Congratulations. You have made it outside of your dorm, through the herd that is the 18 line at Brick, and you have finally paid the $20 cover to make it into the pearly gates of Brick’s front doors. 

Now is the fun part. It is time to make some friends. Go up to every person who has a wristband and beg them to buy you a drink. Remember kids, it's a numbers game. The more people you ask, the more likely one of them will give in. Keep in mind that they were all in your place once, so they should be more than happy to buy you, a random freshman, a trashcan. 
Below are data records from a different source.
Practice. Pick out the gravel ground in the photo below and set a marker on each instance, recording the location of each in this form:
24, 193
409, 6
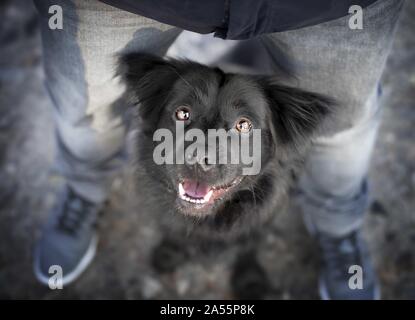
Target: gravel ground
134, 259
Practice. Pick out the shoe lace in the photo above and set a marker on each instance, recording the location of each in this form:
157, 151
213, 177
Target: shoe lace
340, 253
75, 211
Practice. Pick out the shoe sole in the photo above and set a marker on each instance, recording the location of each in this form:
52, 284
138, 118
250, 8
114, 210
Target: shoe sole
79, 269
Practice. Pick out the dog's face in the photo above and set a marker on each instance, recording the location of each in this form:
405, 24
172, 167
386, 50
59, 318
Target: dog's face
180, 94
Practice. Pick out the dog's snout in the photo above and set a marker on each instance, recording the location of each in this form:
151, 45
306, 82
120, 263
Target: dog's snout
203, 160
205, 163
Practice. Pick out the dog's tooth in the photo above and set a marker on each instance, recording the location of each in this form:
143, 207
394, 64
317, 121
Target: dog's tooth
206, 198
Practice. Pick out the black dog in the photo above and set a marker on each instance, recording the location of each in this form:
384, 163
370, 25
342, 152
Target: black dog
219, 196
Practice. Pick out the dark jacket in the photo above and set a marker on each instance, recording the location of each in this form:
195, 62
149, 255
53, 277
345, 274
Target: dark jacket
239, 19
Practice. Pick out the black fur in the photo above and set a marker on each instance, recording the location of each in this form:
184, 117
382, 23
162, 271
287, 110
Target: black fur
289, 119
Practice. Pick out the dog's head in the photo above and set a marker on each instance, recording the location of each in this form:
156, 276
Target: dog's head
175, 95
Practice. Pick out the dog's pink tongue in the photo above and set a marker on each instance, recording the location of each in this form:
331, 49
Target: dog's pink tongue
195, 189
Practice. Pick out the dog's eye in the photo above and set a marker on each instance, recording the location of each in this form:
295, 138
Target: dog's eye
243, 125
182, 113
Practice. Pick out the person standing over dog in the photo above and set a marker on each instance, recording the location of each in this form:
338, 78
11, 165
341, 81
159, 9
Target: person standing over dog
332, 56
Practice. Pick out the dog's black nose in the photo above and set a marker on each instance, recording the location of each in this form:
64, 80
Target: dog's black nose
205, 163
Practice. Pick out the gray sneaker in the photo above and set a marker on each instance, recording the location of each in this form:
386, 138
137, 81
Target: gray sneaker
69, 239
338, 254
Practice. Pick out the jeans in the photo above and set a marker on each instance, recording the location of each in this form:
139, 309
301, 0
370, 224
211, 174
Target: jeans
330, 58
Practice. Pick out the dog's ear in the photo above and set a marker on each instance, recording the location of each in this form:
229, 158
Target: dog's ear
298, 115
147, 77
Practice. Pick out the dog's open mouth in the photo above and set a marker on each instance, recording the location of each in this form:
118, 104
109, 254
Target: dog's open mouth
201, 194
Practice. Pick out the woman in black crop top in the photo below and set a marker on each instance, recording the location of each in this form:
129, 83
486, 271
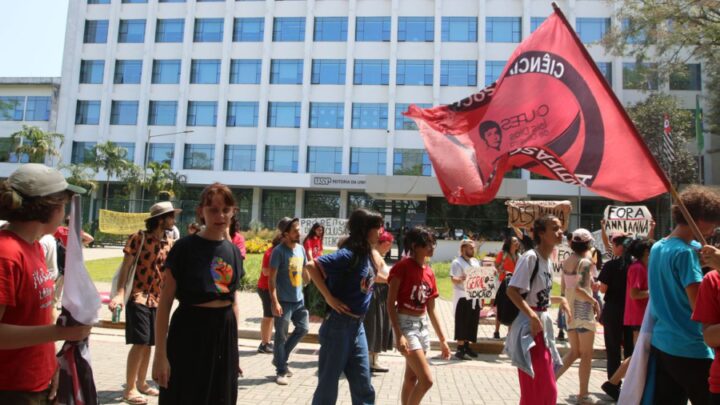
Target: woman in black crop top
196, 360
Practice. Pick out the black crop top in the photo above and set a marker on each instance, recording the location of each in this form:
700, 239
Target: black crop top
204, 270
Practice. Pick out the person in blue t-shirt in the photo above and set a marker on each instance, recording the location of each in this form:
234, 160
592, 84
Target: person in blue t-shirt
286, 279
345, 278
683, 359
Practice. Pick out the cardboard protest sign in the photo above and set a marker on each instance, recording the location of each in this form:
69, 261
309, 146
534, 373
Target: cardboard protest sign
334, 229
481, 283
522, 214
630, 219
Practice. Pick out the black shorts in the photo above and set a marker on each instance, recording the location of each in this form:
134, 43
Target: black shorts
265, 298
139, 324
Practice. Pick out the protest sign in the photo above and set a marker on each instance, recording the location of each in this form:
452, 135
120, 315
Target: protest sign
630, 219
334, 229
522, 214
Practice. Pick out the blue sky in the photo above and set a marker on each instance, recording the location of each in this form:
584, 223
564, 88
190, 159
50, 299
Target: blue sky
33, 33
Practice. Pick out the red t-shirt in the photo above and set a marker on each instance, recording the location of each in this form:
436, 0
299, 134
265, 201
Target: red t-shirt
263, 280
417, 286
26, 290
707, 311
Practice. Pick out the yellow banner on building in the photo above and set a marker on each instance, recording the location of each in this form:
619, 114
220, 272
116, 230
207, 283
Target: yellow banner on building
121, 223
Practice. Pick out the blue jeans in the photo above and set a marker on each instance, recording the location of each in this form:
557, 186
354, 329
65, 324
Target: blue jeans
343, 347
296, 313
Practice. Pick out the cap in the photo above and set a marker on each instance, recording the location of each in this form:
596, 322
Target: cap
38, 180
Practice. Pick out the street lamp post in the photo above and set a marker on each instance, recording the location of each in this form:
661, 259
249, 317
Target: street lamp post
146, 157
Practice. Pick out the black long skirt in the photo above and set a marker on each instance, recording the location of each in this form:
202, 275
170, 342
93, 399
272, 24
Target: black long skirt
377, 321
202, 349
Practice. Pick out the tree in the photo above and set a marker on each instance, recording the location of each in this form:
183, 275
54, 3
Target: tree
36, 143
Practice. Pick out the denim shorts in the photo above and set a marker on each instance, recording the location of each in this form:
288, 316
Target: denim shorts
415, 330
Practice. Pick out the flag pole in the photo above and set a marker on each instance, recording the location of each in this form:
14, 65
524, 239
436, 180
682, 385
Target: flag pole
666, 180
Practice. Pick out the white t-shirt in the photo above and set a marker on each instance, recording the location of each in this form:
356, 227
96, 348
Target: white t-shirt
539, 292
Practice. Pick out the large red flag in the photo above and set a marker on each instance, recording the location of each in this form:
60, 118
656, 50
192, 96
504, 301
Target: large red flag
550, 112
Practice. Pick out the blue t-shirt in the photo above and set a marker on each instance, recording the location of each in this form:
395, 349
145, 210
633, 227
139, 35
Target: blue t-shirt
289, 264
673, 266
349, 281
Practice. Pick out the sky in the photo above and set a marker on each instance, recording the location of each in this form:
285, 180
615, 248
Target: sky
33, 33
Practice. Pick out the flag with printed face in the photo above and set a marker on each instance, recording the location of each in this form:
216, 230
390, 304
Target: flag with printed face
551, 112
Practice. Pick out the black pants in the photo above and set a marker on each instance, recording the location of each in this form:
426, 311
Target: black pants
616, 336
678, 379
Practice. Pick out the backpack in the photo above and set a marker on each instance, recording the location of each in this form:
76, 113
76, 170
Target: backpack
506, 309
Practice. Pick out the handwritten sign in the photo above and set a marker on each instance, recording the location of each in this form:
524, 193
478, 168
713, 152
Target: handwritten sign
630, 219
522, 214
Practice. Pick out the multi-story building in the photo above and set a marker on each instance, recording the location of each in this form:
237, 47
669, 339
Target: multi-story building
297, 104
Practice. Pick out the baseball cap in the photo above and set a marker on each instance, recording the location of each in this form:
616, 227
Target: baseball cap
38, 180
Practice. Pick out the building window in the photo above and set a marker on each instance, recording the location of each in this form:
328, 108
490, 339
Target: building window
459, 29
166, 71
321, 204
369, 116
249, 29
284, 115
689, 78
411, 162
289, 29
640, 77
170, 30
371, 71
281, 159
91, 71
128, 71
95, 32
123, 113
286, 71
591, 30
326, 115
502, 29
208, 30
38, 108
367, 161
242, 114
404, 123
372, 29
458, 73
415, 29
162, 113
205, 71
131, 31
87, 112
328, 71
245, 71
493, 69
414, 72
239, 158
199, 156
330, 29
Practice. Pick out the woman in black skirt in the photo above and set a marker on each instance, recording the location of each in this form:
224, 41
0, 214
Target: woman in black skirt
377, 322
196, 360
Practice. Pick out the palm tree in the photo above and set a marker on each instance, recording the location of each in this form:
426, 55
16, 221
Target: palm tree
36, 143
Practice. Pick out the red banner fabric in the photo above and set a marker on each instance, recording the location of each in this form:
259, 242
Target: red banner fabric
550, 112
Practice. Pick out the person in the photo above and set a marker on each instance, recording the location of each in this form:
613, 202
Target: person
151, 248
377, 323
467, 311
32, 200
578, 278
505, 265
536, 364
287, 275
196, 360
346, 279
411, 299
681, 356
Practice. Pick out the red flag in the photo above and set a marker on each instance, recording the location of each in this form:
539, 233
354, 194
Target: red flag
550, 112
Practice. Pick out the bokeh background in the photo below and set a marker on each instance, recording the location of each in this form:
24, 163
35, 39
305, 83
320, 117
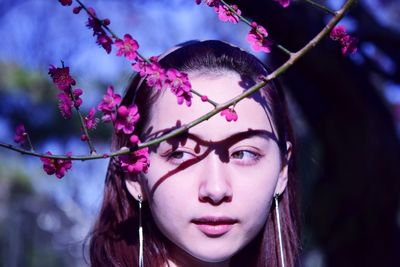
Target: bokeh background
346, 112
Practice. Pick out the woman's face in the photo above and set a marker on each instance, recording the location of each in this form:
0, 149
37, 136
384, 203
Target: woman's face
210, 191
Let’s say you had a great night. Someone charged you $40 to buy you a trashcan so you were feeling it. Now it’s time to get home. One last part of your night until you are safe at home. Be as drunk as possible and make sure to stumble everywhere. If you can, running into trash cans is a plus. 

Don’t forget to walk directly in front of the police station because it is on your way home. I cannot stress this enough. Be as loud and obnoxious as possible all the way to your dorm because you never know who is watching and who will be impressed by how much alcohol you consumed. 

Congratulations. Somehow you made it home safe and sound. Time to do it all over again next weekend, and the weekend after that, and the weekend after that, and the weekend after that, all the way until you’re 21. Remember my wise upperclassman advice and stay safe out there, underclassmen.